The business case for emotionally intelligent leadership

As leaders around the world learned about emotional intelligence, many immediately saw how these concepts could improve critical areas of people’s performance. Leading global organizations from American Express to Federal Express, and from the US Air Force to Sheraton, are experimenting with emotional intelligence as a component of competitive advantage.

Harvard Business Review (HBR), one of the most respected sources of business best practices, has produced many articles on emotional intelligence. Their 1997 article by psychologist and author Daniel Goleman ranked as the most requested article of all time. This popularity led Harvard Business Review to re-examine the data on emotional intelligence again in 2003. Their conclusion:

“In tough times, the soft stuff often goes away. But emotional intelligence doesn’t seem to be weak. If emotional forgetfulness threatens your ability to perform, fend off abusers, or empathize in a crisis, no amount of caring minimally will protect your career. Emotional intelligence is not a luxury You can go without him in difficult times. He is an essential tool, deployed with brilliance, that is the key to professional success.”[i]

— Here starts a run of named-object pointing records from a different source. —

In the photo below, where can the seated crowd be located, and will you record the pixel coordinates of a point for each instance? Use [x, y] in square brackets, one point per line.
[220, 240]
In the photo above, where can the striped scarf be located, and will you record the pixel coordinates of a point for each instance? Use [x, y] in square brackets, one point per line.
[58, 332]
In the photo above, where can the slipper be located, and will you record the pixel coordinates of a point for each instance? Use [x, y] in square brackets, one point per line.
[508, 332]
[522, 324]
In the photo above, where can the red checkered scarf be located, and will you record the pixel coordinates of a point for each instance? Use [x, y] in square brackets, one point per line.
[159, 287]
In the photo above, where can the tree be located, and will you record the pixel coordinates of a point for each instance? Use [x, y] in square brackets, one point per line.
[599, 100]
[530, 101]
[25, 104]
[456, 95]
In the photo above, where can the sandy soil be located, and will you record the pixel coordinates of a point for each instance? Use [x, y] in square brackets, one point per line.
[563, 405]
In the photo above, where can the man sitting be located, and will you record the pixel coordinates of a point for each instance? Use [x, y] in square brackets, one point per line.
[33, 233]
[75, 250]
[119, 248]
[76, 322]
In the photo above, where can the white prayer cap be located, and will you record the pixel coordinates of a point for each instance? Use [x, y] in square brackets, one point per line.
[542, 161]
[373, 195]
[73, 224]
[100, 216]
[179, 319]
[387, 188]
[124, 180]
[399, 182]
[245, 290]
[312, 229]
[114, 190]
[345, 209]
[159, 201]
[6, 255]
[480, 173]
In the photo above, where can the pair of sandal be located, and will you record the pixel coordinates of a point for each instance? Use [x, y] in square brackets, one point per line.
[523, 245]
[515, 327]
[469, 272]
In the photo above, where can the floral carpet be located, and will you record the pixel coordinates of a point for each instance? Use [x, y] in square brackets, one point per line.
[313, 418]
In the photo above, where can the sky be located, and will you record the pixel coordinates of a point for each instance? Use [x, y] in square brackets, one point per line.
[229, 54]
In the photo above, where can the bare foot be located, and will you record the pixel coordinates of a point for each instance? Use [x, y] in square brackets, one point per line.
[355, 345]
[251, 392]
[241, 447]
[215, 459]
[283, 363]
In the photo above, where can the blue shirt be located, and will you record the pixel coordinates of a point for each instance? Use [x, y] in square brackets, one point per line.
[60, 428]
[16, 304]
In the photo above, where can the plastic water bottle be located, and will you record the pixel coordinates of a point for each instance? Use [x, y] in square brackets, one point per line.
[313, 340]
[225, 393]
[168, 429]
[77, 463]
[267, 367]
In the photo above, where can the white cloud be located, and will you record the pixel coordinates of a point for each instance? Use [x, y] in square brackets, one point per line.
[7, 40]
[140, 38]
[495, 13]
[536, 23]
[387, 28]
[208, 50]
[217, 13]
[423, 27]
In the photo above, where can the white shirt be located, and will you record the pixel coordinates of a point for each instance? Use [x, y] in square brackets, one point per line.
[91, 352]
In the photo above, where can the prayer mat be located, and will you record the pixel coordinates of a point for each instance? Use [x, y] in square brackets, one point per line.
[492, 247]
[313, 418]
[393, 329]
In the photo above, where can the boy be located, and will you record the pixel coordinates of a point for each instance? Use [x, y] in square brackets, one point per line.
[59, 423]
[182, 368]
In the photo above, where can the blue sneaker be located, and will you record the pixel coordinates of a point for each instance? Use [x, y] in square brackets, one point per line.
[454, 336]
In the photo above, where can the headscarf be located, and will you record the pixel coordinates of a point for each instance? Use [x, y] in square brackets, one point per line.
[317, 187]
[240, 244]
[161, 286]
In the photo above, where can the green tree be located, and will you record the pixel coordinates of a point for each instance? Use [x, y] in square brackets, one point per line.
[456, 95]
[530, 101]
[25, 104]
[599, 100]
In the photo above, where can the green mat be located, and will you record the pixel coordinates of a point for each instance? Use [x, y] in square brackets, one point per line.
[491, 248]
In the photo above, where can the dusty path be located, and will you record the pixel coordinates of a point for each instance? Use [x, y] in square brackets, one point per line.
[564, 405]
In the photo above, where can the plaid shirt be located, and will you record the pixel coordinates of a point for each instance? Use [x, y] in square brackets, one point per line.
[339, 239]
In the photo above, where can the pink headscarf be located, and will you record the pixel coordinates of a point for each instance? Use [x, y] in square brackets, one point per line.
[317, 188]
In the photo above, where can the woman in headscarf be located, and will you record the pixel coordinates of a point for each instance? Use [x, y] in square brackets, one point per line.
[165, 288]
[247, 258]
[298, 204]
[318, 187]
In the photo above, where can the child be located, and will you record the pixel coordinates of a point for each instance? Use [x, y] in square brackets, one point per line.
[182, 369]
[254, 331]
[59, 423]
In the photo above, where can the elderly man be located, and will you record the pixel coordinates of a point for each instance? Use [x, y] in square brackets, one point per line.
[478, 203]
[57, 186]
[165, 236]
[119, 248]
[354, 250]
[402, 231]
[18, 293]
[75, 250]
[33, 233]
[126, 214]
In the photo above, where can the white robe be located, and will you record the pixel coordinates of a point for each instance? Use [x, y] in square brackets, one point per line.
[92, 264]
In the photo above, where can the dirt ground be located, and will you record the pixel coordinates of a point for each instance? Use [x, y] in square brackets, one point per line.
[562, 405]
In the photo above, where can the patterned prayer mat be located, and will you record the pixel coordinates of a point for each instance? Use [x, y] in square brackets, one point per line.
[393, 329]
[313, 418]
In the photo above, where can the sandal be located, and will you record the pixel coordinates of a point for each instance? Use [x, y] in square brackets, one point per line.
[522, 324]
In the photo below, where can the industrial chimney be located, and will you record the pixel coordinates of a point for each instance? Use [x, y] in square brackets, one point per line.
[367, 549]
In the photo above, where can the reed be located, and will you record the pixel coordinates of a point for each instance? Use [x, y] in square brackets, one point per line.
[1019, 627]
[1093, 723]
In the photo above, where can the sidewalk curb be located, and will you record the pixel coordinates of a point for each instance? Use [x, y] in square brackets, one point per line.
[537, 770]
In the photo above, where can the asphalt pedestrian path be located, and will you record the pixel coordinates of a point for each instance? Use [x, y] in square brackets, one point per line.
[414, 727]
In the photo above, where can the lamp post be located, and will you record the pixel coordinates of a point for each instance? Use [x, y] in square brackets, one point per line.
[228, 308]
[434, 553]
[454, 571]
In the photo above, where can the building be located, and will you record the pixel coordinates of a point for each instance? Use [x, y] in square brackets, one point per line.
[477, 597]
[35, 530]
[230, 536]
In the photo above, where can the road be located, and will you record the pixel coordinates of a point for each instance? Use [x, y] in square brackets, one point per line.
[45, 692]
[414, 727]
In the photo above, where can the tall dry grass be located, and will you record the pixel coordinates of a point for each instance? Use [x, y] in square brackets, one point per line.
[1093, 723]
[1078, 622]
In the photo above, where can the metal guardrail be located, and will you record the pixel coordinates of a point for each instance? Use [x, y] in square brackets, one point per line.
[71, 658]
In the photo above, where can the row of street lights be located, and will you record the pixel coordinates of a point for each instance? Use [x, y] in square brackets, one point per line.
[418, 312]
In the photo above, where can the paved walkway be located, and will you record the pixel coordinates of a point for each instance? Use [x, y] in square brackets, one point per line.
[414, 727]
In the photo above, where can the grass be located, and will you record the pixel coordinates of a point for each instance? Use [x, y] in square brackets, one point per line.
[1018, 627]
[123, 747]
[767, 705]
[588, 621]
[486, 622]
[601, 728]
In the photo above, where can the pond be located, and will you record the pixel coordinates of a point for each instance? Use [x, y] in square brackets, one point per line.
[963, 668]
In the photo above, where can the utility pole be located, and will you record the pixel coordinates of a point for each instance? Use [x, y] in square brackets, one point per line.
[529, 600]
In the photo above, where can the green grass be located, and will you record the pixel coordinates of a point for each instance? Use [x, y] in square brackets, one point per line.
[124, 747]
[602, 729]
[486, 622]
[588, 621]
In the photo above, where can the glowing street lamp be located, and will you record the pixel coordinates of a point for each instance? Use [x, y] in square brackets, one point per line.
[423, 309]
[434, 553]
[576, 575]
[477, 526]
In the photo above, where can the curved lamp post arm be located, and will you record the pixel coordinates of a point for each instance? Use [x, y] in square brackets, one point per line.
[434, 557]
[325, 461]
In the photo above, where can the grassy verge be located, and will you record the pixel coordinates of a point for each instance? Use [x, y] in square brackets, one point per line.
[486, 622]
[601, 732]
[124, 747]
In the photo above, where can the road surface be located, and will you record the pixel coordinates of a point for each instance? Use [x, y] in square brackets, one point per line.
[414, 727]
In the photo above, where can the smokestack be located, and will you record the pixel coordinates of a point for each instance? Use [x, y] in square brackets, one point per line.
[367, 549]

Your organization is made up of people, processes, and properties. For a long time, the “common wisdom” was that returns come from investing in the latter two. However, in the past decades, new research has challenged this assumption and increasingly demonstrated that company employees are the differentiating factor.

Indeed, for most firms, products and properties produce little competitive advantage. You develop a new process, and within a week your competitor is duplicating it. You can increase efficiency and reduce the cost of the product, and next month a better version is produced for cheaper in another country. You invest in specialized equipment – and so does the man in the street.

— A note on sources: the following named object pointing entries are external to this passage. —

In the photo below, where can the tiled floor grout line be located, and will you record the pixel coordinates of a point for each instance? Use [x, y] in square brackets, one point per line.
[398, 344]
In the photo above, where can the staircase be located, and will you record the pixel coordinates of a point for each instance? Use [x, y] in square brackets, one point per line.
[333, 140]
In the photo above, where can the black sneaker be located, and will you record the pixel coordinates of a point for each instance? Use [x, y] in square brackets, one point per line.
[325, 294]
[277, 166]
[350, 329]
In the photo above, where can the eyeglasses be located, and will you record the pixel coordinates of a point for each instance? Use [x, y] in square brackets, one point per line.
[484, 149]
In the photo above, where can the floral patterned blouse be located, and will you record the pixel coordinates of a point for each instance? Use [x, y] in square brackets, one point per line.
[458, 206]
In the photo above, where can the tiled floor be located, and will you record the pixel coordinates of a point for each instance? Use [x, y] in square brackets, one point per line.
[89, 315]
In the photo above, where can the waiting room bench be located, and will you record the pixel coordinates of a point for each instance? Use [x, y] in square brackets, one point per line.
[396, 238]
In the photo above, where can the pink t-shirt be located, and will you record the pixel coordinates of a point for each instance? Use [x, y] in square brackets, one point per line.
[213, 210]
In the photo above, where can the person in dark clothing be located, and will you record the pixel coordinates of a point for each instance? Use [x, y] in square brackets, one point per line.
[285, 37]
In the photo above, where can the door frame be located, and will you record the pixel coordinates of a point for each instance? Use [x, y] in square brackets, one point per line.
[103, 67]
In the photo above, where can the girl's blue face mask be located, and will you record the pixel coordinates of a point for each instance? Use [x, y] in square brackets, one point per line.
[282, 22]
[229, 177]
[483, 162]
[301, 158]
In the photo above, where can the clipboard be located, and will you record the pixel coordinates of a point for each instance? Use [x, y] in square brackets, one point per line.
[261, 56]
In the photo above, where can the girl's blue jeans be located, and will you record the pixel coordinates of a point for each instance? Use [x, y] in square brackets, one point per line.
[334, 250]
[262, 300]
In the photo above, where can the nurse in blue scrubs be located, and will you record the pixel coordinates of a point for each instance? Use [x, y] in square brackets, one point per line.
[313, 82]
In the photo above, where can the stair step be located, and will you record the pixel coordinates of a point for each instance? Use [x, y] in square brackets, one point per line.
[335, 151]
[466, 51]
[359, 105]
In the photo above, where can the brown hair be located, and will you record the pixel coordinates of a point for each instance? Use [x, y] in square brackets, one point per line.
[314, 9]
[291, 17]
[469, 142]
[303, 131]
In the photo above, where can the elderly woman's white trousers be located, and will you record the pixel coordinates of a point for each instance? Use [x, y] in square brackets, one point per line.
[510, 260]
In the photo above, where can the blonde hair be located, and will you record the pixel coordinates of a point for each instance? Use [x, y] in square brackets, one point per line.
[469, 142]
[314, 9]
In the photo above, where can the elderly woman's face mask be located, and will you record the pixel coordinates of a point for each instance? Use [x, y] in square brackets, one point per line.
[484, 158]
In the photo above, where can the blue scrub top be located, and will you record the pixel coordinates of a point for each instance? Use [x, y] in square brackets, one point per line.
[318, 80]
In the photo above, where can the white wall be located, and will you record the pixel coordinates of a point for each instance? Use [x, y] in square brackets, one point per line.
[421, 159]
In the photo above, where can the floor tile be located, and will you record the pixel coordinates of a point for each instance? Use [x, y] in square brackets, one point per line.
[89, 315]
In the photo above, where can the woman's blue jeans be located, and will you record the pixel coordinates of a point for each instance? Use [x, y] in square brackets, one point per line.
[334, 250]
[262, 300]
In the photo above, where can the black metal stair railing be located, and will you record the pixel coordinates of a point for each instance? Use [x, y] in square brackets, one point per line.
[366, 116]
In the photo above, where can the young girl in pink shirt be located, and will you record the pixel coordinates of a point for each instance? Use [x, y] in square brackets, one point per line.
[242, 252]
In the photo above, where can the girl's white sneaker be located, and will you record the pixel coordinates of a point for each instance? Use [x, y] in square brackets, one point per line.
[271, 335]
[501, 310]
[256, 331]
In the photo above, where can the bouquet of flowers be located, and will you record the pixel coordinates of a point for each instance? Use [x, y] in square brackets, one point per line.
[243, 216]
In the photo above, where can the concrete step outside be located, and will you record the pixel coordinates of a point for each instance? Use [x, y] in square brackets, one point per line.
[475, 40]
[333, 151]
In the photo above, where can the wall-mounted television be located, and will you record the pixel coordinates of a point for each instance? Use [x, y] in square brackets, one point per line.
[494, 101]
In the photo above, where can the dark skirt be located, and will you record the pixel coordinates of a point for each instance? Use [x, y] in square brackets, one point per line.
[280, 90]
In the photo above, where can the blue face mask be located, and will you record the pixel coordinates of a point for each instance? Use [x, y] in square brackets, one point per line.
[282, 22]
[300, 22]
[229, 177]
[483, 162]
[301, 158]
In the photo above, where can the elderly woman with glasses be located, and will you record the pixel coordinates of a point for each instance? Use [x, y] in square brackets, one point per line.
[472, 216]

So where can businesses today find a competitive advantage? With a mobile workforce, globalization, on-demand information, products and properties are not enough. Exceptional organizations invest in their relationships with customers, employees, and leaders—and over the coming decades, the people side will increasingly become the only meaningful competitive advantage. And if emotional intelligence helps build customer and employee loyalty, helps people innovate and perform, and helps leaders build value, then these competencies are essential for world-class performance.

Emotional intelligence affects employee performance in multiple ways. An employee’s EQ, employee interaction, and emotional tone—or climate—all greatly influence the way employees feel about work, and the effectiveness of the work they do.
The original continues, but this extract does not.